作者: 魏鹏飞 | 来源:发表于2020-04-08 09:02 被阅读0次

torch.optim.SGD(params, lr=<required parameter>, momentum=0, dampening=0, weight_decay=0, nesterov=False)

Implements stochastic gradient descent (optionally with momentum).

Nesterov momentum is based on the formula from On the importance of initialization and momentum in deep learning.

Parameters
  • params (iterable) – iterable of parameters to optimize or dicts defining parameter groups

  • lr (float) – learning rate

  • momentum (float, optional) – momentum factor (default: 0)

  • weight_decay (float, optional) – weight decay (L2 penalty) (default: 0)

  • dampening (float, optional) – dampening for momentum (default: 0)

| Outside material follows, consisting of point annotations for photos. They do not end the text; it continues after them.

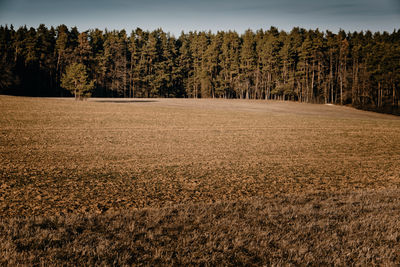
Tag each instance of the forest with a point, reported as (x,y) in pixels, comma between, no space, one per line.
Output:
(361,69)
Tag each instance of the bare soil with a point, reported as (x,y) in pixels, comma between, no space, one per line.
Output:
(230,162)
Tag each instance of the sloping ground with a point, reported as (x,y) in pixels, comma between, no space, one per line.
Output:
(180,181)
(323,229)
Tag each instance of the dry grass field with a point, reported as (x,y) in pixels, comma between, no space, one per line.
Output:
(197,182)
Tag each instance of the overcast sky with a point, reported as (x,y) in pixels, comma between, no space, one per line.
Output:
(177,15)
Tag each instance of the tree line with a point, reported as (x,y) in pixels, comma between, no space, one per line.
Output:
(359,68)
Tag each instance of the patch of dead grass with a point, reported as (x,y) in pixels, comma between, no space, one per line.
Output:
(69,159)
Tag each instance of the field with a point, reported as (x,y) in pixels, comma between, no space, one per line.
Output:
(202,182)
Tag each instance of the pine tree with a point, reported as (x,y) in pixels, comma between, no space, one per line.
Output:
(76,81)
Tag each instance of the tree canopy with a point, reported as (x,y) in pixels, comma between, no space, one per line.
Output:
(76,81)
(360,68)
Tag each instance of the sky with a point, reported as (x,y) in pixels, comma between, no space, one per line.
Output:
(175,16)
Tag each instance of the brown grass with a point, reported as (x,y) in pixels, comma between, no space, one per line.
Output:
(285,173)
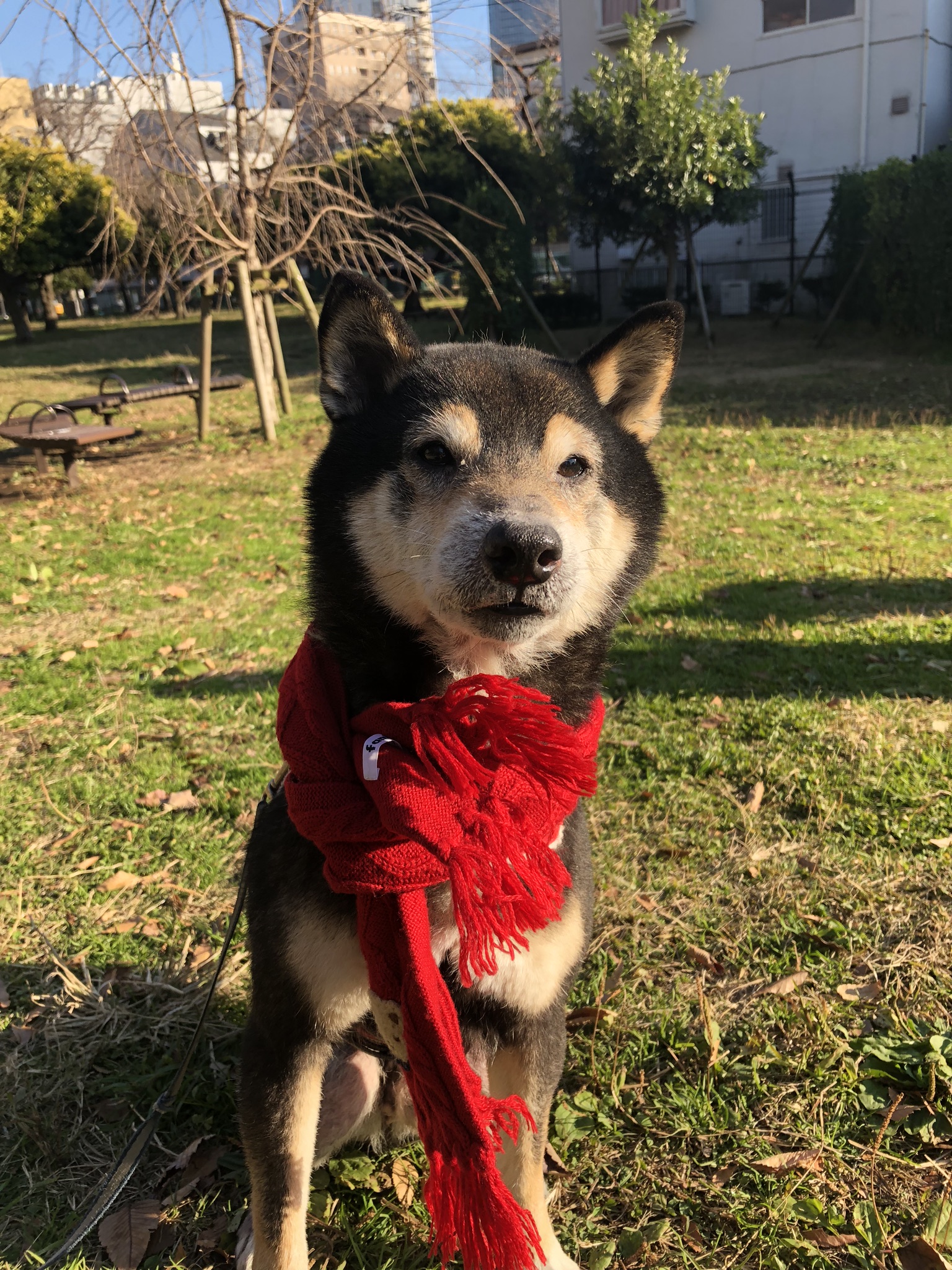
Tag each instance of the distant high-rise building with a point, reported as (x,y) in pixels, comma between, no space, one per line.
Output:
(523,35)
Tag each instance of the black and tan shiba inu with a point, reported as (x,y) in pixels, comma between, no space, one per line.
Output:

  • nesterov (bool, optional) – enables Nesterov momentum (default: False)

Example
optimizer = torch.optim.SGD(model.parameters(), lr=0.1, momentum=0.9)
optimizer.zero_grad()
loss_fn(model(input), target).backward()
optimizer.step()

Note:
The implementation of SGD with Momentum/Nesterov subtly differs from Sutskever et. al. and implementations in some other frameworks.

Considering the specific case of Momentum, the update can be written as

v_{t+1}=\mu*v_t+g_{t+1},\\ p_{t+1}=p_t-lr*v_{t+1},

where p , g , v and \mu denote the parameters, gradient, velocity, and momentum respectively.

This is in contrast to Sutskever et. al. and other frameworks which employ an update of the form

v_{t+1}=\mu*v_t+lr*g_{t+1}\\ p_{t+1}=p_t-v_{t+1}
The Nesterov version is analogously modified.

step(closure=None)

Performs a single optimization step.

Parameters
  • closure (callable, optional) – A closure that reevaluates the model and returns the loss.
image.png

SOURCE CODE

import torch
from .optimizer import Optimizer, required

[[docs]](https://pytorch.org/docs/master/optim.html#torch.optim.SGD)class SGD(Optimizer):
    r"""Implements stochastic gradient descent (optionally with momentum).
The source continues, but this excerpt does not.